If there is a building feature that dominates the East Anglian Landscape apart from the Windmills and Pumps of the Broads and Fens, it must be the Towers and Spires of the many churches and the Cathedrals (of which there are nine).
Because of the Landscape most of the churches can be seen from miles away, mainly the square Norman towers or the round Saxon towers dominate.

Kessingland Church, Suffolk
The more elaborate churches were built by wealthy families who were made rich by the wool trade, a typical ‘wool’ church is Holy Trinity Church in Long Melford, Suffolk. Constructed between 1467 and 1497 in what is called the Perpendicular Gothic style.
Ely Cathedral dominates the fenland landscape, the monastic church that stood on the site of the shrine of St Etheldreda became a cathedral in 1109 and the city of Ely grew up around it over the years.

Looking up at the Lantern of Ely Cathedral
Added to over the the following years the most impressive feature of the cathedral is the Lantern tower built above the Octagon which was constructed in the 1320’s, made in wood and glass.

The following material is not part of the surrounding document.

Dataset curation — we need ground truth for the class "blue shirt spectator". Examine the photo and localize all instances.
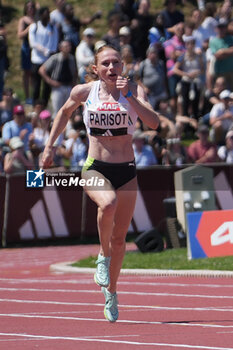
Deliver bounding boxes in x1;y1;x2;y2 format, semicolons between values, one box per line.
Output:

Flags from battles hang in the arches of Ely Cathedral
It is always worth entering these churches of East Anglia just to learn more about the history of the area as stories can be seen just in the stain glass windows.
I have walked through and round some of the graveyards of Norfolk, Suffolk and Cambridgeshire and sometimes you come over a small window of the past just by the inscription on a gravestone, like the youngboy in a Norfolk churchyard who drowned in the 1800’s after he fell through ice on a pond on his way to School, or the bodies of unknown sailors washed up on a beach in Norfolk also in the 1800’s.
Some churches stand alone in the landscape as the villiage that they once served have disappeared, maybe all the villiagers were taken by the Black Death of the 1300’s

Stain glass window in Ely Cathedral telling the story of its construction.